On the TMJ side of the equation, a neuromuscular dentist or TMJ specialist dentist is often the right portal of entry. Rather than general dentistry or even orthodontics that may recommend braces or a splint to straighten your teeth, a TMJ specialist dentist recognizes that it is more important that your TMJ is functionally HAPPY versus perfectly straight. In other words, it is better to have a $500,000 smile than a million-dollar smile (and we should hope it doesn’t cost that!).
Thus, working did not find where your TMJ sits and moves with the least amount of pressure and irritation is the better way, in our opinion, in order to resolve TMJ issues. Often, neuromuscular dentists also work with myofascial therapists, who focus on rehabilitating the muscles that assist with chewing and moving your jaw. Note: the reason that any of this matters is that you can’t disconnect one muscle on your face without affecting all of the others. Thus, if you have a problem with your TMJ muscles, it also affects all the mother muscles on your scalp, which is one reason why headaches and migraines are so common for people with TMJ disorders.
TMJ Treatment - The Upper Cervical Half of the Solution
The other half of the equation for helping TMJ disorders means addressing the underlying neuromuscular problems in the upper neck region. Here is where a unique method of chiropractic known as upper cervical specific care is able to help. In brief, upper cervical specific is a special division of general chiropractic that focuses on the alignment, mobility, and stability of the vertebrae in your upper neck called the atlas (C1) and axis (C2).
Unlike general spinal manipulation, upper cervical care does not use any stretching, twisting, or cracking of the neck. Instead, it uses a series of precise and gentle corrections in order to restore normal function between brain and body so that your central nervous system can do what it is designed to do: heal itself. The other major difference is the level of detail that does into an upper cervical assessment. Rather than leaving matters to chance, an upper cervical-specific chiropractic doctor will perform a series of diagnostic tests that help determine the exact location, direction, and degree of misalignment in your neck so that any treatment you receive is truly custom-tailored to suit your individual needs.
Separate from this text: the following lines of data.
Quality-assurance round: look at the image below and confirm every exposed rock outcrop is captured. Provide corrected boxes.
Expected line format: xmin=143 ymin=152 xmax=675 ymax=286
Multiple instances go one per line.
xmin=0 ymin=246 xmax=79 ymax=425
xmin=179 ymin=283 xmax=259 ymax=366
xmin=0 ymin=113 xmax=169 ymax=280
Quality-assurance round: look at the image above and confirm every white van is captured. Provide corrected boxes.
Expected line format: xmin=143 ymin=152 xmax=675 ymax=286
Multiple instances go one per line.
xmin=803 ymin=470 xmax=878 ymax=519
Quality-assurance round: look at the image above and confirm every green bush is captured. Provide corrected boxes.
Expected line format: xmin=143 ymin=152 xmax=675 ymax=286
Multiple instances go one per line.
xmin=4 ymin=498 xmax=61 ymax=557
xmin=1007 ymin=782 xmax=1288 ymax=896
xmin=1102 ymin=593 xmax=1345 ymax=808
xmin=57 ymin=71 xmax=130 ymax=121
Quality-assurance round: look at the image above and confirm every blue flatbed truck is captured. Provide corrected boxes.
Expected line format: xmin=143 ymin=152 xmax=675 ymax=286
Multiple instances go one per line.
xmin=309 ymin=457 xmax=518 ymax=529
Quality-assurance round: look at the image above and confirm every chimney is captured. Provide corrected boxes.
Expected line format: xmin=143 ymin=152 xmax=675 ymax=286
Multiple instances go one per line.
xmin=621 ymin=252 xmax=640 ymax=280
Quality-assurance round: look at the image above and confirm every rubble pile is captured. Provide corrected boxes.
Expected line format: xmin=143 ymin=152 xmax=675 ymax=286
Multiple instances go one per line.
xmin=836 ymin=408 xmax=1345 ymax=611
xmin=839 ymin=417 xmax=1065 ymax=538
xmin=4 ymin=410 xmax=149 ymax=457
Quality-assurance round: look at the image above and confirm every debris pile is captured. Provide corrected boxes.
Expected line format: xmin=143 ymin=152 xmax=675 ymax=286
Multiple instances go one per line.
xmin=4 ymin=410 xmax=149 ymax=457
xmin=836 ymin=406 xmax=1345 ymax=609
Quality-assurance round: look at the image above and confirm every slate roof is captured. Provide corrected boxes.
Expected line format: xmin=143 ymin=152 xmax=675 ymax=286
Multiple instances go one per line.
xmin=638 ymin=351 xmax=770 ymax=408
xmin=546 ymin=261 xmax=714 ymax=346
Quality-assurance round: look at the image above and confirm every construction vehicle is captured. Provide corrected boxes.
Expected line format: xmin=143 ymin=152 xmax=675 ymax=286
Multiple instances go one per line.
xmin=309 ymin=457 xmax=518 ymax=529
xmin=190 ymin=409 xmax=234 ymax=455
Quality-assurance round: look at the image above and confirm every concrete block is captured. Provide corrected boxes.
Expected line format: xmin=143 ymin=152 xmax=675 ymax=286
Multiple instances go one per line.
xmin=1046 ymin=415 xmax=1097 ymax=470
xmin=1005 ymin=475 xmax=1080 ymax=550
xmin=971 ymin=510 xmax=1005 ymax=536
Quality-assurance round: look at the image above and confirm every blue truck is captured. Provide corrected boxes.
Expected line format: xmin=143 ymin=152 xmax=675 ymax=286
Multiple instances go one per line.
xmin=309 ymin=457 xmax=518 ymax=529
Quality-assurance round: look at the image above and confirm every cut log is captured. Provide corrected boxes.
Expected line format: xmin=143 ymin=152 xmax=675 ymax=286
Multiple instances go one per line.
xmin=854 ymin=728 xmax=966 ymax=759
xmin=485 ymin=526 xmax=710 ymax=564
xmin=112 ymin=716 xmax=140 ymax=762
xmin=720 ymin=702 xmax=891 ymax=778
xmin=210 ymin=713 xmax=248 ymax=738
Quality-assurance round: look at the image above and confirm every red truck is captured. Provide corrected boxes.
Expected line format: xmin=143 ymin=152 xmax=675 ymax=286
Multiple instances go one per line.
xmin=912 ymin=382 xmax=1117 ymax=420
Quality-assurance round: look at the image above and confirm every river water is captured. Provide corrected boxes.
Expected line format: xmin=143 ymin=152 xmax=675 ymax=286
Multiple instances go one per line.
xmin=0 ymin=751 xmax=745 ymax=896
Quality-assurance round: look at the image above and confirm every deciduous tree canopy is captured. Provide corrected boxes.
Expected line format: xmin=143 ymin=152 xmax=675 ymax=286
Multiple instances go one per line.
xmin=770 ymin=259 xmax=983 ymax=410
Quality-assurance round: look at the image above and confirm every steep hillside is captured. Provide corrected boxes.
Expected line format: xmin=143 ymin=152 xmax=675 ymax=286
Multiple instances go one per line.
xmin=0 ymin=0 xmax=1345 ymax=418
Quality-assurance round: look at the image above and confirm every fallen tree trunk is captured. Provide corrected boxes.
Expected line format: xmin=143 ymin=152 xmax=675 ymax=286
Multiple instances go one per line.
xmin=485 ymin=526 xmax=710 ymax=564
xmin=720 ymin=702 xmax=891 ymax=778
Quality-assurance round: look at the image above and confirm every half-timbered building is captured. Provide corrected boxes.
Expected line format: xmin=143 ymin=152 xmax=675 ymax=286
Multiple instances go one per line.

There is seldom a quick and easy one-size-fits-all solution for people who experience TMJ disorders. Nevertheless, by recognising the different elements and not simply focusing on the symptoms (effects) but looking at the whole of the situation which includes not only the TMJ but also your upper neck, people can have a much greater chance of success and finally experiencing the relief and health improvements that they are looking for.